As such, executed at a time when surrealism had passed from a radical and revolutionary movement into a final state of modishness, Composition à la jambe subverts cultural and aesthetic hierarchies by blurring the boundaries between high and applied art, producing a cacophony of organic forms in a Dalinian bouillabaisse of symbolism. Writing about the present work, Felix Fanès remarks that the luscious legs are 'set against a baroque background of drawn and watercolour arabesques, curves, soft shapes and undulations resembling organic forms. Such shapes matched the evolution of Dalí's painting at the time, an evolution based on a certain iconographic exuberance and a notable organicism in the form, which [Dalí] termed, and not without a touch of humour, a ‘return to the classic canon’ (Félix Fanés, Dalí, Mass Culture (exhibition catalogue), CaixaForum, Barcelona, 2004-05, p. 142)

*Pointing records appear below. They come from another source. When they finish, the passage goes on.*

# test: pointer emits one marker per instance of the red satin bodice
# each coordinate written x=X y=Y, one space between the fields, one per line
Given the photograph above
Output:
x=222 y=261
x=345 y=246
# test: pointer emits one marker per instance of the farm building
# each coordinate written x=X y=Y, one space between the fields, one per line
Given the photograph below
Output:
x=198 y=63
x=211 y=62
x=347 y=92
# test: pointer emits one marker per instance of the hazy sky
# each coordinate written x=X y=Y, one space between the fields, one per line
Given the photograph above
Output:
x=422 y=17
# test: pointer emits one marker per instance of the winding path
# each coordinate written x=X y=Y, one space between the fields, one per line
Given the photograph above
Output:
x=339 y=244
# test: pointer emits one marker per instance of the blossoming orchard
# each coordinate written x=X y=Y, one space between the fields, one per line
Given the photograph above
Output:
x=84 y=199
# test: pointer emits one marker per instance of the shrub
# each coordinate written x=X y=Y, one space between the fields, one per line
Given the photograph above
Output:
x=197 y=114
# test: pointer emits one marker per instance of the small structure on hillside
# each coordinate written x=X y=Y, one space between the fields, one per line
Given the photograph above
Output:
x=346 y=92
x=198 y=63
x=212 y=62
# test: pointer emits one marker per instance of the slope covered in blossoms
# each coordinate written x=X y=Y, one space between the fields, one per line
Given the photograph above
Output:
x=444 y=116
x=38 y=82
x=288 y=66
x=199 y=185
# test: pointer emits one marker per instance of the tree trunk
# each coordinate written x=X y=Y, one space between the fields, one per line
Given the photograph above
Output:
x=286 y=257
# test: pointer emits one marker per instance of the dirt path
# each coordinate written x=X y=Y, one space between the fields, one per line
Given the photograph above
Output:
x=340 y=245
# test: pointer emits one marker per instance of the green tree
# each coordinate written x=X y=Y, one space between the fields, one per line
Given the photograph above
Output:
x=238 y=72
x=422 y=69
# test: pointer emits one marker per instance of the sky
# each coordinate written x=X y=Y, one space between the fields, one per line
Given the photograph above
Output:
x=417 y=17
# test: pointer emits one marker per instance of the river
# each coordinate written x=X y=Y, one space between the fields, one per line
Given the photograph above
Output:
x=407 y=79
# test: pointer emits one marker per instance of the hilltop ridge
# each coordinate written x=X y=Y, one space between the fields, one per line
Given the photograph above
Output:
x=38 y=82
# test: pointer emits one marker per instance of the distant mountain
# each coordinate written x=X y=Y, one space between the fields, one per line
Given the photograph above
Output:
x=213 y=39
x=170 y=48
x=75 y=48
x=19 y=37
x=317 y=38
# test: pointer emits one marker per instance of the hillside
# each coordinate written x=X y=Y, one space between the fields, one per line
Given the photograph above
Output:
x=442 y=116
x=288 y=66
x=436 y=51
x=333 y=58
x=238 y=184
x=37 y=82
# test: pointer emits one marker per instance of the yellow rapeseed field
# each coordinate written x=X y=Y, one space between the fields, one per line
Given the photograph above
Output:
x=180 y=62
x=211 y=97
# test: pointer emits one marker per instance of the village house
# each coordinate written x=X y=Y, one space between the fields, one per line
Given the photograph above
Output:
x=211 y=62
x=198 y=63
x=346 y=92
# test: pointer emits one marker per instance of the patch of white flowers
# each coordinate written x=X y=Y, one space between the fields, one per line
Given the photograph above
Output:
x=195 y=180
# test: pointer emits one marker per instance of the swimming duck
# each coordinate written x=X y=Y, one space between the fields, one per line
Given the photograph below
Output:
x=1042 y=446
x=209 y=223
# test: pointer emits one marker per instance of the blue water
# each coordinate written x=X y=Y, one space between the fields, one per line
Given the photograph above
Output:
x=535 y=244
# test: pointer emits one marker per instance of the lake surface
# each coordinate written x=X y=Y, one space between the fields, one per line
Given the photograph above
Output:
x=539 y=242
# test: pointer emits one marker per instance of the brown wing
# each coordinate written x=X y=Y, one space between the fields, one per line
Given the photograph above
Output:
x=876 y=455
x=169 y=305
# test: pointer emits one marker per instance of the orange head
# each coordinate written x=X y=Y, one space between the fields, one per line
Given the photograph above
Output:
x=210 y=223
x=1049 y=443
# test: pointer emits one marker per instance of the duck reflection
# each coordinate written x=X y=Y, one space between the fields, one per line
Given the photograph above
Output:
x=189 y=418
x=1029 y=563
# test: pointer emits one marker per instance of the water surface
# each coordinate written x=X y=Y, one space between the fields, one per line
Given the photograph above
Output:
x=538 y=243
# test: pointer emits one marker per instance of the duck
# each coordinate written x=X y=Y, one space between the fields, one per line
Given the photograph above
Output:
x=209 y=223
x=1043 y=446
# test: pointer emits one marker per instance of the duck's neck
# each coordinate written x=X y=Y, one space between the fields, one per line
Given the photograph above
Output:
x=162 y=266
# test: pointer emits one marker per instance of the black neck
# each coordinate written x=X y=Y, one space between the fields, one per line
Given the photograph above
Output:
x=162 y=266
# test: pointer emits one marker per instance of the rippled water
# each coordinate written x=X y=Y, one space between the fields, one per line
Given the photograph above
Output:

Amidst the artist’s foray into the sphere of commercial art, Dalí skilfully flaunts his authentic brand of inauthenticity before a consumerist society hungry for metaphysical symbolism, whilst refusing to succumb to its recuperative mechanisms. He consequently holds a distorting mirror to the aesthetic and political ideals of his generation, parodying his own aesthetic pronouncements to invent a paranoiac-critical composition that manipulates symbols of popular and mass culture into Dalinian representations that force what André Breton calls a “fundamental crisis of the object”. Consequently, Dalí expands the materiality of popular culture as an extension of our subjective self, thereby deconstructing the psychological notion of identity. His advertisements thus float in a space beyond the laws of economic gravity, presenting objects with some degree of mechanical function, whilst also revealing the repressed social conventions and desires in the way that dreams do.

Composition à la jambe thus typifies the artist’s desire to transform mass-cultural materials through his art, awakening the subconscious of the public through accessible commercial illustrations coated with Dalinian radicalism that exemplifies the artist’s ingenuity and technical brilliance in the face of the cultural establishment.